The man page states:
echo [ arg ... ]
When the first arg does not begin with a -, and none of
the arguments contain a \, then echo prints each
of its arguments separated by a space and terminated by a
new-line. Otherwise, the behavior of echo is
system dependent and print or printf described below
should be used. See echo(1) for usage and descrip-
tion.
While it does not explicitly say it uses an external echo command, the
"echo(1)" man page is for an external command. The reason behavior is
"system dependant" is because the standalone echo command is different
on many platforms.
Based on tracing, I can see ksh work its way through my PATH:
access("/usr/kerberos/sbin/echo", X_OK) = -1 ENOENT (No such file or
directory)
access("/usr/kerberos/bin/echo", X_OK) = -1 ENOENT (No such file or
directory)
access("/usr/local/sbin/echo", X_OK) = -1 ENOENT (No such file or
directory)
access("/usr/local/bin/echo", X_OK) = -1 ENOENT (No such file or
directory)
access("/sbin/echo", X_OK) = -1 ENOENT (No such file or
directory)
# echo $PATH
/usr/kerberos/sbin:/usr/kerberos/bin:/usr/local/sbin:/usr/local/bin:/sbi
n:/bin:/usr/sbin:/usr/bin:/root/bin
When it gets to /bin/echo, it is able to execute...
I see the same behavior Tom does - if I create a link in ANY path
component before /bin, the behavior or ksh is different! It works
handles the escapes.
Initially I thought it might be the echo command acting different, but
its not:
# /bin/echo "blah \c"
blah \c
# /usr/local/bin/echo "blah \c"
blah \c
This means that ksh is specifically behaving differently when it finds
echo as "/bin/echo". I am going to get the source and poke around
because now I am curious.
Thanks,
Kevin
-----Original Message-----
From: [EMAIL PROTECTED]
[mailto:[EMAIL PROTECTED] On Behalf Of inode0
Sent: Thursday, July 05, 2007 7:40 PM
To: Red Hat Enterprise Linux 5 (Tikanga) discussion mailing-list
Subject: Re: [rhelv5-list] how to handle "echo" ?

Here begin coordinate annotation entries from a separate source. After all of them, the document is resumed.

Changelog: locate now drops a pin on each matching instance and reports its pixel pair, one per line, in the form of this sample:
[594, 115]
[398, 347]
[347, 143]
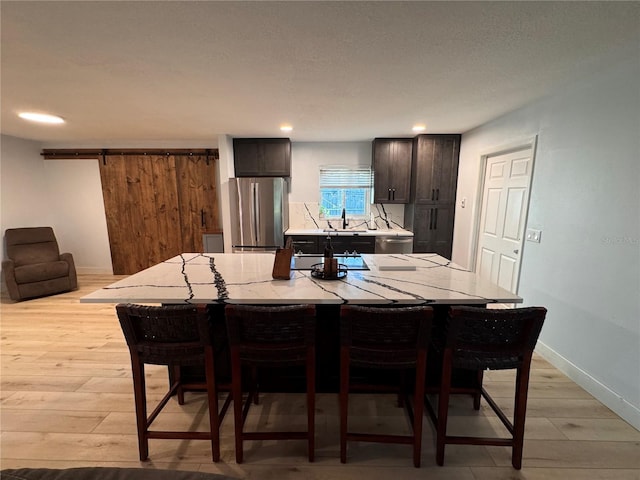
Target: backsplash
[306, 215]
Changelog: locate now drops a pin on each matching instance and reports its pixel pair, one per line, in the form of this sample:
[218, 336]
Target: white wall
[585, 199]
[63, 194]
[23, 192]
[308, 157]
[77, 211]
[306, 160]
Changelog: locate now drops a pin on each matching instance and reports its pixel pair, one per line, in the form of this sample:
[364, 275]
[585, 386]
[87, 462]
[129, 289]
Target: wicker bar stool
[384, 338]
[479, 339]
[176, 336]
[271, 336]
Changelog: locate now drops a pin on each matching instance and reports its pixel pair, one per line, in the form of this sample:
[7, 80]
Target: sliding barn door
[141, 205]
[197, 198]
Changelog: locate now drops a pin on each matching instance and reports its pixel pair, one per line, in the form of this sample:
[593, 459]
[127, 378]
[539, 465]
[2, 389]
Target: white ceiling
[122, 72]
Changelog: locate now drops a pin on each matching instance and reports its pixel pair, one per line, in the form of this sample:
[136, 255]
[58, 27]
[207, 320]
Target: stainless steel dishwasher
[394, 244]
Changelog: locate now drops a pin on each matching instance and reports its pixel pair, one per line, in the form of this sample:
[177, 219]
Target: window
[345, 187]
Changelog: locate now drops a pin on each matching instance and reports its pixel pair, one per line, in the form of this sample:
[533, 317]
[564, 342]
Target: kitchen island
[245, 278]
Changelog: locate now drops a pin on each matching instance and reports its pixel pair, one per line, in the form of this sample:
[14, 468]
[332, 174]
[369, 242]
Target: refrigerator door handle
[255, 192]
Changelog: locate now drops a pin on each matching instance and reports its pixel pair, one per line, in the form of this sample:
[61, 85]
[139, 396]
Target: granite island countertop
[245, 278]
[380, 232]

On 7/5/07, Tom Sightler <[EMAIL PROTECTED]> wrote:
> Yes, we've also hit this issue on our RHEL5 test environments with
many
> of our ksh scripts, not as many as you have to deal with, but still
more
> than we were interested in changing.
>
> We actually ran an strace on the ksh process and found that it seems
> that it doesn't really call /bin/echo as it should. It appears that
ksh
> looks for the echo command in a portion of the PATH but actually
> ignores /bin for some reason and thus fails to find /bin/echo so it
> falls back to using it's builtin function.
This is strange behavior, although it isn't clear to me that it
"should" call /bin/echo. The man page I'm looking at on RHEL5 doesn't
seem to say that. It says the behavior in this case is "system
dependent."
> We found that simply placing a symbolic link to /bin/echo
> in /usr/local/bin seemed to correct the behavior. I know this seems
> weird, but try it. We think this is a bug but haven't had enough time
> to truly research exactly what's happening and file it. Actually,
we'd
> love to know if this strange workaround actually fixes it for you as
> well.
While that might get it to call an external program wouldn't you still
need to add "-e" to get the desired behavior? And if so, then why not
add the "-e" to the built-in echo anyway?